Smartwatches e Parkinson

A Doença de Parkinson é uma doença degenerativa do sistema nervoso central, crônica e progressiva. É causada pela morte de neurônios, em especial em uma área do cérebro conhecida como substância negra . Elas são responsáveis pela produção de dopamina, um neurotransmissor que, entre outras funções, ajuda na realização dos movimentos voluntários do corpo de forma automática.

Na falta de dopamina, o indivíduo perde controle motor. A lentidão dos movimentos e os tremores nas extremidades das mãos costumam ser os primeiros sinais e o diagnóstico é essencialmente clínico, baseado nos sintomas descritos.  

No estudo, os pesquisadores compararam dados de participantes com a doença com os de outro grupo que recebeu o diagnóstico até sete anos após a coleta dos dados. 

Nesse sentido, pesquisadores do Instituto de Pesquisa de Demência no Reino Unido (UK Dementia Research Institute) e do Instituto de Inovação em Neurociência e Saúde Mental (Neuroscience and Mental Health Innovation Institute – NMHII), da Universidade de Cardiff, contaram com o apoio de smartwatches.

Assim, eles utilizaram o dispositivo eletrônico para coletar, entre outros dados, informações sobre a aceleração dos movimentos de 103.712 participantes do Biobanco do Reino Unido. O banco de dados reúne dados disponível para a comunidade científica com mais de meio milhão de pessoas entre 40 e 69 anos. Então, os dados foram coletados durante uma semana, nos anos de 2013 a 2016.

Inteligência artificial

A partir de inteligência artificial e modelos estatísticos, os pesquisadores filtraram as informações do banco de dados.
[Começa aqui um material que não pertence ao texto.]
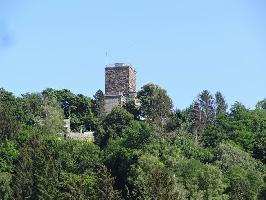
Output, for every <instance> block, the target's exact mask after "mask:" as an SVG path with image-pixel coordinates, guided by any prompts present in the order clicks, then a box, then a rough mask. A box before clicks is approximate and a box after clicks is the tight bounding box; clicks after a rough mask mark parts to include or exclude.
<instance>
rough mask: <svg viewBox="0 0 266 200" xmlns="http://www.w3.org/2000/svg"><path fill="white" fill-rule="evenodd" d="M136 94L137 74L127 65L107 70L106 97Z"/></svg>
mask: <svg viewBox="0 0 266 200" xmlns="http://www.w3.org/2000/svg"><path fill="white" fill-rule="evenodd" d="M135 92H136V72H135V70H134V69H133V68H132V67H131V66H129V65H128V66H127V65H125V64H123V65H121V64H120V66H119V64H115V66H114V67H106V68H105V95H122V94H123V95H125V96H128V95H130V94H131V93H135Z"/></svg>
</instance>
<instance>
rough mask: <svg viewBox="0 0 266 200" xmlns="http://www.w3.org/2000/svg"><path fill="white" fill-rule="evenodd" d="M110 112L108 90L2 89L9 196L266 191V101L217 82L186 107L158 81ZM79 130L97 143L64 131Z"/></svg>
mask: <svg viewBox="0 0 266 200" xmlns="http://www.w3.org/2000/svg"><path fill="white" fill-rule="evenodd" d="M138 101H139V102H138V103H137V104H135V102H126V104H125V105H124V107H123V108H116V109H114V110H113V111H112V112H111V113H109V114H108V115H105V114H104V108H103V107H104V95H103V92H102V91H100V90H99V91H97V93H96V94H95V95H94V96H93V98H90V97H87V96H84V95H81V94H78V95H76V94H74V93H72V92H71V91H69V90H55V89H45V90H44V91H42V92H40V93H27V94H23V95H21V96H20V97H16V96H14V95H13V94H12V93H11V92H9V91H6V90H5V89H0V144H1V145H0V199H3V200H6V199H16V200H20V199H34V200H35V199H79V200H80V199H81V200H82V199H95V200H96V199H97V200H98V199H106V200H107V199H108V200H112V199H150V200H152V199H154V200H155V199H156V200H162V199H167V200H168V199H169V200H171V199H173V200H178V199H182V200H183V199H191V200H192V199H196V200H201V199H204V200H207V199H216V200H218V199H220V200H225V199H236V200H237V199H243V200H244V199H245V200H247V199H259V200H263V199H265V197H266V168H265V164H266V100H262V101H260V102H258V103H257V105H256V108H255V109H248V108H246V107H245V106H244V105H243V104H241V103H239V102H236V103H234V104H233V105H232V106H231V107H230V108H228V105H227V103H226V100H225V98H224V96H223V95H222V94H221V93H220V92H217V93H215V94H211V93H210V92H208V91H207V90H204V91H202V92H201V93H199V95H198V97H197V98H196V99H194V100H193V99H192V100H191V105H190V106H189V107H188V108H187V109H184V110H179V109H174V106H173V103H172V100H171V98H170V97H169V96H168V95H167V91H166V90H164V89H162V88H160V87H159V86H157V85H154V84H147V85H144V86H143V87H142V88H141V90H140V91H139V92H138ZM68 117H70V119H71V129H72V130H74V131H79V130H80V129H81V128H82V129H84V130H93V131H94V137H95V141H94V142H85V141H77V140H70V139H67V140H64V139H63V138H60V137H59V136H58V133H61V132H63V131H64V130H63V128H62V127H63V119H64V118H68Z"/></svg>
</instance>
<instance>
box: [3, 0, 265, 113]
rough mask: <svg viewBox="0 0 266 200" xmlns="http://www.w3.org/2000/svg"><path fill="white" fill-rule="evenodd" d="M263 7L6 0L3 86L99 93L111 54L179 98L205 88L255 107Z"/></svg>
mask: <svg viewBox="0 0 266 200" xmlns="http://www.w3.org/2000/svg"><path fill="white" fill-rule="evenodd" d="M265 10H266V1H264V0H252V1H251V0H217V1H213V0H201V1H198V0H182V1H181V0H164V1H156V0H153V1H150V0H145V1H143V0H142V1H141V0H134V1H126V0H112V1H108V0H105V1H103V0H98V1H92V0H75V1H71V0H69V1H67V0H56V1H55V0H45V1H38V0H23V1H19V0H0V70H1V71H0V75H1V79H0V87H4V88H6V89H7V90H10V91H12V92H13V93H14V94H16V95H20V94H22V93H26V92H36V91H41V90H43V89H45V88H47V87H52V88H56V89H62V88H67V89H70V90H72V91H73V92H75V93H82V94H85V95H88V96H92V95H93V94H94V93H95V92H96V91H97V90H98V89H102V90H104V66H105V64H108V63H115V62H125V63H131V64H132V65H133V66H134V68H135V69H136V70H137V72H138V81H137V82H138V88H140V87H141V86H142V85H144V84H145V83H149V82H152V83H156V84H158V85H160V86H161V87H163V88H165V89H167V91H168V93H169V95H170V96H171V97H172V99H173V100H174V103H175V106H176V107H178V108H185V107H187V106H189V105H190V104H191V102H192V101H193V99H194V98H195V97H196V96H197V94H198V93H199V92H200V91H202V90H204V89H208V90H210V91H211V92H213V93H214V92H215V91H217V90H219V91H221V92H222V93H223V94H224V95H225V97H226V99H227V101H228V103H229V105H231V104H233V103H234V102H235V101H240V102H242V103H244V104H245V105H246V106H247V107H251V108H252V107H254V105H255V104H256V102H257V101H259V100H262V99H263V98H265V97H266V12H265ZM106 52H108V56H107V57H106Z"/></svg>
Depois, eles definiram quais tinham melhor correlação com o diagnóstico da doença de Parkinson. Então, eles identificaram padrões relacionados à velocidade de movimento e qualidade do sono que tinham relação com um futuro aparecimento da doença.
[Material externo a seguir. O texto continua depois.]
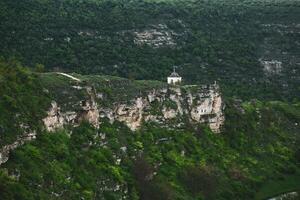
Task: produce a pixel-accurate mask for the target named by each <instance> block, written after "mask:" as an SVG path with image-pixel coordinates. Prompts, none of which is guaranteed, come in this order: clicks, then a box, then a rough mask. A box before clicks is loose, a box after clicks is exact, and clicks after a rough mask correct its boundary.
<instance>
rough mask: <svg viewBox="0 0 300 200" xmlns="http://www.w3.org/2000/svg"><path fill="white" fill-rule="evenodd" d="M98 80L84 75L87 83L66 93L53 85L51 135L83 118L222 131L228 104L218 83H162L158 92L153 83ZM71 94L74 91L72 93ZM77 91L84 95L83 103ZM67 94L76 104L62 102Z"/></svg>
mask: <svg viewBox="0 0 300 200" xmlns="http://www.w3.org/2000/svg"><path fill="white" fill-rule="evenodd" d="M78 76H79V75H78ZM56 78H59V77H56ZM93 78H94V77H93ZM93 78H92V79H91V77H86V76H81V79H83V80H85V81H83V83H78V82H73V81H71V80H69V81H71V82H69V83H70V85H69V86H67V85H64V88H63V89H62V88H59V87H58V88H56V87H51V86H50V87H49V85H48V87H49V89H47V90H48V91H49V93H54V94H55V95H53V98H52V103H51V107H50V109H49V111H48V115H47V116H46V117H45V118H44V119H43V122H44V124H45V127H46V129H47V130H48V131H54V130H55V129H57V128H63V127H64V125H68V124H69V125H73V126H76V125H78V124H79V122H81V121H82V120H86V121H89V122H90V123H91V124H93V125H94V126H95V127H98V126H99V125H100V123H101V118H108V119H109V120H110V121H111V122H113V121H115V120H117V121H120V122H123V123H125V124H126V125H127V126H128V127H129V128H130V129H131V130H133V131H136V130H138V129H139V128H140V127H141V126H142V123H143V122H155V123H159V124H161V125H162V126H167V127H174V128H175V127H176V128H179V127H181V126H184V125H186V124H185V123H187V122H188V123H191V124H196V123H205V124H207V125H208V126H209V127H210V128H211V129H212V130H213V131H214V132H220V128H221V126H222V124H223V122H224V113H223V109H224V105H223V102H222V97H221V94H220V90H219V86H218V85H217V84H213V85H202V86H195V85H194V86H176V87H174V86H171V87H170V86H167V85H165V84H163V83H160V82H156V87H154V88H151V84H150V85H149V86H147V87H144V88H143V87H142V88H141V87H140V84H141V83H140V82H139V81H129V80H126V79H117V80H112V79H109V78H108V77H106V78H104V79H102V78H103V77H98V79H93ZM149 83H151V82H149ZM143 84H144V86H145V85H147V82H146V83H145V82H143ZM68 87H69V88H68ZM122 87H123V88H122ZM71 90H73V92H70V93H68V92H67V91H71ZM76 93H81V94H84V95H82V98H80V99H77V98H76V97H75V96H76ZM66 94H67V96H65V98H64V99H70V100H69V101H65V100H63V101H62V99H61V98H62V96H63V95H66Z"/></svg>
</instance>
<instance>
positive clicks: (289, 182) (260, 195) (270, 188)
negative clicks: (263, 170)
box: [255, 172, 300, 200]
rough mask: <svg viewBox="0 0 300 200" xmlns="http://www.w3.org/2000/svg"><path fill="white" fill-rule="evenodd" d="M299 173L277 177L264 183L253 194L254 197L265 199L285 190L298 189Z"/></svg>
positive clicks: (291, 189) (269, 197) (298, 181)
mask: <svg viewBox="0 0 300 200" xmlns="http://www.w3.org/2000/svg"><path fill="white" fill-rule="evenodd" d="M299 183H300V174H299V172H298V173H297V174H293V175H289V176H284V177H279V179H278V180H271V181H270V182H268V183H266V184H265V185H264V186H263V187H262V188H261V189H260V191H259V192H258V193H257V195H256V196H255V199H258V200H259V199H267V198H271V197H274V196H276V195H280V194H284V193H287V192H295V191H299V188H300V186H299Z"/></svg>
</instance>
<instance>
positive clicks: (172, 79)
mask: <svg viewBox="0 0 300 200" xmlns="http://www.w3.org/2000/svg"><path fill="white" fill-rule="evenodd" d="M180 82H181V77H168V84H177V83H180Z"/></svg>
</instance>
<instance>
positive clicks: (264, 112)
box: [0, 0, 300, 200]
Os pesquisadores conseguiram demonstrar, ainda, que poderiam aplicar os resultados obtidos entre os participantes do estudo na população geral. Assim, identificar indivíduos que mais tarde acabariam desenvolvendo Parkinson.

Eles descobriram que os dados sobre aceleração dos movimentos foram mais precisos em prever se alguém desenvolveria doença do que qualquer outro fator de risco. Por exemplo, estilo de vida ou genética, ou outro sinal precoce reconhecido da doença. O modelo também foi capaz de prever o tempo até o diagnóstico.

De acordo com Cynthia Sandor, líder do Instituto de Pesquisa de Demência no Reino Unido, os dados do dispositivo eletrônico não são diferentes de dados que smartwatches comuns que possuem acelerômetros, como o Apple Watch. 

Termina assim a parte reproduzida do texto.